A Generative-First Neural Audio Autoencoder

TL;DR

This work introduces GenAE, a generative-first neural audio autoencoder that unifies continuous and discrete latents and multiple audio channel formats within one architecture. By combining architectural innovations (efficient activations, early downsampling, mel-spectrogram fusion, and windowed attention), training strategies (multi-format augmentation and coprime multi-resolution losses), and a post-training discretization path (RVQ), GenAE achieves dramatic encoding speedups and lower token rates while maintaining competitive reconstruction quality. It demonstrates a unified model that supports both diffusion-like (continuous) and language-model-like (discrete) generative workflows across formats, enabling long-context audio generation with substantially reduced computational costs. The results show GenAE attains a favorable rate–distortion frontier, enables up to 6.5× longer context than prior baselines, and compresses typical 60-second tracks to under 800 tokens, significantly lowering the barrier to large-scale generative audio modeling.

Abstract

Neural autoencoders underpin generative models. Practical, large-scale use of neural autoencoders for generative modeling necessitates fast encoding, low latent rates, and a single model across representations. Existing approaches are reconstruction-first: they incur high latent rates, slow encoding, and separate architectures for discrete vs. continuous latents and for different audio channel formats, hindering workflows from preprocessing to inference conditioning. We introduce a generative-first architecture for audio autoencoding that increases temporal downsampling from 2048x to 3360x and supports continuous and discrete representations and common audio channel formats in one model.

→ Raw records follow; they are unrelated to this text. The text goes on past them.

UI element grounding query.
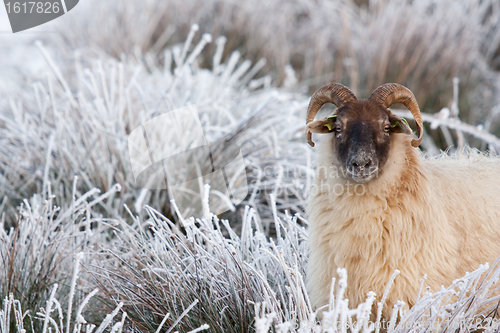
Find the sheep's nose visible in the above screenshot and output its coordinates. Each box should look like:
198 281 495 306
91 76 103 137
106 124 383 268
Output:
351 157 373 170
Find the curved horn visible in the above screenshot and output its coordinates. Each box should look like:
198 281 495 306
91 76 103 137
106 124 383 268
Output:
306 83 356 147
369 83 424 147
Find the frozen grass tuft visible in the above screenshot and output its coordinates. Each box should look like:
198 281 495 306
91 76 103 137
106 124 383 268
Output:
53 0 500 125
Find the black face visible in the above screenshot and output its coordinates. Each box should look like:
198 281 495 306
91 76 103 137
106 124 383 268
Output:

By balancing compression, quality, and speed, it delivers 10x faster encoding, 1.6x lower rates, and eliminates channel-format-specific variants while maintaining competitive reconstruction quality. This enables applications previously constrained by processing costs: a 60-second mono signal compresses to 788 tokens, making generative modeling more tractable.
Paper Structure (16 sections, 1 equation, 3 figures, 1 table)

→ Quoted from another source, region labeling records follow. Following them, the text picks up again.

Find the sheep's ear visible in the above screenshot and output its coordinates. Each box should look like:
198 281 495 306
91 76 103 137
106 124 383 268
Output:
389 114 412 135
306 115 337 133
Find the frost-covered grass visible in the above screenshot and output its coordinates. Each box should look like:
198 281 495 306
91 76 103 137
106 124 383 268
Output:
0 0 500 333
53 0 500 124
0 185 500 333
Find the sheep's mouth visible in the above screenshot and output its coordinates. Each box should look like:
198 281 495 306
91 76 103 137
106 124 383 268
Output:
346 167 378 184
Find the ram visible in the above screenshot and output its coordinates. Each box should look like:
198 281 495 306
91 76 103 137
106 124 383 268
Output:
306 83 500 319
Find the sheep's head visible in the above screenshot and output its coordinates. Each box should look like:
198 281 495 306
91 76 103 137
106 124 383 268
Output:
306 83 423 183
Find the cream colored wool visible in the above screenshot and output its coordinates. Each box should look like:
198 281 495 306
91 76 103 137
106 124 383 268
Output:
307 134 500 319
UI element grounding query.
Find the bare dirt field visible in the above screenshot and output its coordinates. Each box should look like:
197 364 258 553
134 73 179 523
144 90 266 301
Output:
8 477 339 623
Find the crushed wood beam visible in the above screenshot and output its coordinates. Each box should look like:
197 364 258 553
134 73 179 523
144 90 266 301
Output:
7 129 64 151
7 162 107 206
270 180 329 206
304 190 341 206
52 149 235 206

This paper contains 16 sections, 1 equation, 3 figures, 1 table.

Figures (3)

  • Figure 1: Encode log RTF (solid) and decode log RTF (striped) for GenAE ablations and baselines. GenAE modifications are split into "speed" and "quality" categories. Baselines are shown on the right. Faster encoding accelerates generative workflows.
  • Figure 2: GenAE Model Architecture: DWPW is a standard depth-wise/point-wise layer with a dilation (1/3/9). Attn Stack is a standard multi-head windowed attention block. SLite is the SnakeLite activation. TCN is a standard dilated residual convolution block. Mel represents inputting or outputting a mel-spectrogram. Format represents an audio channel format token.
  • Figure 3: Stereo rate-distortion vs. latent rate (Hz). GenAE at 13 Hz matches baselines at far lower rates and at 36 Hz surpasses all baselines. Lower rates reduce tokens and memory for long-context generation. GenAE is Pareto-optimal on the compression/reconstruction frontier in both continuous (-KL) and discrete (-VQ) latent modes. PESQ-WB and Audiobox Aesthetics follow a similar trend. Models in the legend but not shown exceed plot ranges. Models with a * only run at 24 KHz. The Pareto frontier is shown in grey.